America. "Sure there are some questions that are hard to address, like how will

these people be cared for if they become sick. But let's also look at the world

and tell the truth. In the history of medicine the only things that have really

worked to stop diseases in the third world have been vaccines. Drugs won't work

for us. Prevention has obviously failed.

"Education is almost impossible. Without a vaccine we are going to keep on

losing and we are going to lose a lot.'

More than a million people in Uganda have already died of AIDS. The country's

leadership is easily the most open in Africa about the issue - the president

and other leaders mention the disease in nearly every speech. It is only rare

families where at least one member has not fallen ill.

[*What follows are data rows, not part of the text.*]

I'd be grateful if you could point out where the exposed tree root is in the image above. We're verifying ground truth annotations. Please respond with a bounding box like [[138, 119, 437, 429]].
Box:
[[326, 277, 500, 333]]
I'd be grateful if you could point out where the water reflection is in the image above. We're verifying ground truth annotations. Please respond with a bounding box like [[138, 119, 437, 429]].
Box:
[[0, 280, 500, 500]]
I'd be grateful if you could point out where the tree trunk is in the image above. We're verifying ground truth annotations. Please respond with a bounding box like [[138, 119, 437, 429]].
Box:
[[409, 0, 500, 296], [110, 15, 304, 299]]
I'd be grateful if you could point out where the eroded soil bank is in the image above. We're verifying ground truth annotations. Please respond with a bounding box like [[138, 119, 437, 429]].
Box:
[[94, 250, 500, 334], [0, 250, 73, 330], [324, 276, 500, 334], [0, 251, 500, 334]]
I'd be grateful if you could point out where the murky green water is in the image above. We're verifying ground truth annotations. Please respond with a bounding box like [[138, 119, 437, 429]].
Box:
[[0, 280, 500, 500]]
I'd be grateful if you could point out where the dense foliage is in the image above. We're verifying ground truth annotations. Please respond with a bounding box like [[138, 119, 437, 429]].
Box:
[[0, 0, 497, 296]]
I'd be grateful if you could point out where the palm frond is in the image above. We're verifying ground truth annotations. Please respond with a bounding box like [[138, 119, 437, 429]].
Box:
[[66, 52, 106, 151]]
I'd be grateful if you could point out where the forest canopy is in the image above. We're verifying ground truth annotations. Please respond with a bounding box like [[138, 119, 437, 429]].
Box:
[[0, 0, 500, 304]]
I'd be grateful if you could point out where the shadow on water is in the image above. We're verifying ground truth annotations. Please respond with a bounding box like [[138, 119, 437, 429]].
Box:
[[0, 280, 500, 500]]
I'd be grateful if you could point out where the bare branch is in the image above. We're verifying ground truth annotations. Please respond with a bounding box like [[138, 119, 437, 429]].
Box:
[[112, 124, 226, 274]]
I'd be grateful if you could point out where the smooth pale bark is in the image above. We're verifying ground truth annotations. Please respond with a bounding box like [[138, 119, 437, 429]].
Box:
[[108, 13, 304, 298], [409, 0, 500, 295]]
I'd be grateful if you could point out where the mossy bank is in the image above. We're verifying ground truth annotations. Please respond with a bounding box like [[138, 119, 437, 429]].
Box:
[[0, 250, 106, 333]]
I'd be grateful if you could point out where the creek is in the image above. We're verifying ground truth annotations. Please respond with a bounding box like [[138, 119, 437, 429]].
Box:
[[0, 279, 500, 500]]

Mugerwa and his colleagues are aware that in the past, when vaccines have

been developed in Africa, they disappear as soon as they become worth money.

That is why Uganda decided to be in on every level of testing.

"We are participating in the trials," he said, "not just with our citizens,

but with our brains. We have demanded a role in the research and we have sent

our best people abroad to help develop the drugs. When this vaccine becomes

effective - in a year or 10 years or two generations - we want to be able to

say that we have a central interest in this product and you owe us for it."

That will help but it won't solve the problem. Representatives from Pasteur-

Merieux have said that it is now impossible to guess how much a vaccine would

cost since it does not yet exist. They have also said, repeatedly, that

foundations, international relief agencies, pharmaceutical companies and

governments will all have to band together to come up with enough money to buy

vaccines for poor countries. The message is clear: First let's get a vaccine,

then we will figure out how to get it to you.

"If you are a student of history, it's not all that comforting to see how

Africa has been treated in the past," said Dr. Edward Mbiddle, chief of

Makerere University's Cancer Institute. "But you know what? If we are going to

have a future, we can't afford to live in history."